The LLM response is split into individual sentences using a regex-based splitter that:

  • Protects decimal numbers (98.5 is not split at the .)
  • Protects abbreviations (Dr., Inc., e.g.) from triggering splits
  • Filters out very short fragments (< 15 chars)
  • Detects meta-statements — honest uncertainty phrases like "the documents do not contain..." (never flagged as hallucinations)
  • Detects hallucination patterns — outside-knowledge signals like "based on my knowledge..." (flagged regardless of NLI)

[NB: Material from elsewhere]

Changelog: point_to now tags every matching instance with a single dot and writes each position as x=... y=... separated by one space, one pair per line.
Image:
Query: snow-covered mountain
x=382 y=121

Stage 2A: STS Evidence Selection

For each claim, the bi-encoder (all-MiniLM-L6-v2) computes cosine similarity between the claim embedding and every source sentence embedding.

  • Complexity: O(N + M) where N = claim tokens, M = total source tokens
  • Typical latency: < 10ms per claim
  • Output: best-matching source sentence + similarity score

Gating: If the best STS score is below 0.25, NLI is skipped entirely. This avoids wasting compute on claims that have no plausible source match.

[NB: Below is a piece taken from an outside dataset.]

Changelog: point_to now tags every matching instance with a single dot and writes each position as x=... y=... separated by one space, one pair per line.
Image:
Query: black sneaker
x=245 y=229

Stage 2B: NLI Verification

The cross-encoder (nli-deberta-v3-xsmall) takes the (claim, best_source_sentence) pair and outputs three scores:

Label Meaning
entailment Source supports the claim
neutral Source neither supports nor contradicts
contradiction Source contradicts the claim → hallucination
  • Complexity: O(1) per claim (single pair)
  • Typical latency: ~150ms per claim

Hallucination Detection Logic

A claim is flagged as a hallucination if any of these conditions are true:

  1. contradiction_score > 0.5 (NLI says it's contradicted)
  2. Low STS score + hallucination pattern detected + NLI didn't rescue it
  3. Claim contains explicit outside-knowledge signals ("based on my knowledge...")

Meta-statements are never flagged as hallucinations regardless of scores.


Trust Score

trust_score = supported_claims / total_claims

Where supported_claims = claims with entailment_score > threshold and no contradiction.

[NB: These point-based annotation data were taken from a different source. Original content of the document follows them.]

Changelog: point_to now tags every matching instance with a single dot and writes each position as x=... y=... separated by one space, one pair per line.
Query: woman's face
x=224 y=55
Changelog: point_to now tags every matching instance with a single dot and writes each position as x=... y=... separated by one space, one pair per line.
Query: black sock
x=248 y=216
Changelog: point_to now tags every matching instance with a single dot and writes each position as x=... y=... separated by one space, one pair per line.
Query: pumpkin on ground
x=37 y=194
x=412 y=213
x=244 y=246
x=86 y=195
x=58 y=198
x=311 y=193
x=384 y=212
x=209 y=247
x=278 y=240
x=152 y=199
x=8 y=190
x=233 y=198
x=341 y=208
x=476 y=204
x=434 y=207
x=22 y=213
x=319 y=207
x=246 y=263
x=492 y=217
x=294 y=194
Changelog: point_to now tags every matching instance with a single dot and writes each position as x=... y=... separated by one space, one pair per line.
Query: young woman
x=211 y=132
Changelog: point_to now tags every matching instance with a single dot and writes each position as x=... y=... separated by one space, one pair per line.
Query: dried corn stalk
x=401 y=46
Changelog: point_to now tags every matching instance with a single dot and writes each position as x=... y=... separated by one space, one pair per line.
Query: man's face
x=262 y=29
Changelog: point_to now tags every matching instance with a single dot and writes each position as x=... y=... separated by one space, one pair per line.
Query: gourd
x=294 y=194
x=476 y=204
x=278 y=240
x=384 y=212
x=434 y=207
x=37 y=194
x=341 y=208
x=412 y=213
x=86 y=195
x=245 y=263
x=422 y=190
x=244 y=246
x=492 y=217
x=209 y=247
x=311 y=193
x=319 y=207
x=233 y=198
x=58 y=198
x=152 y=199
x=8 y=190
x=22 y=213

  • 1.0 = all claims supported
  • 0.0 = no claims supported (or no sources provided)

Parallel Pipeline

When using ParallelPipeline, context relevance scoring runs in parallel with LLM generation:

Retrieve docs
     ├──────────────────────────────┐
     │                              │
     ▼                              ▼
Context Relevance Scoring      LLM Generation
(bi-encoder cosine sim)        (your LLM call)
     │                              │
     └──────────────┬───────────────┘
           Batch Claim Verification
              Verdict + Flags

This means relevance scoring adds zero latency to the pipeline — it runs while the LLM is thinking.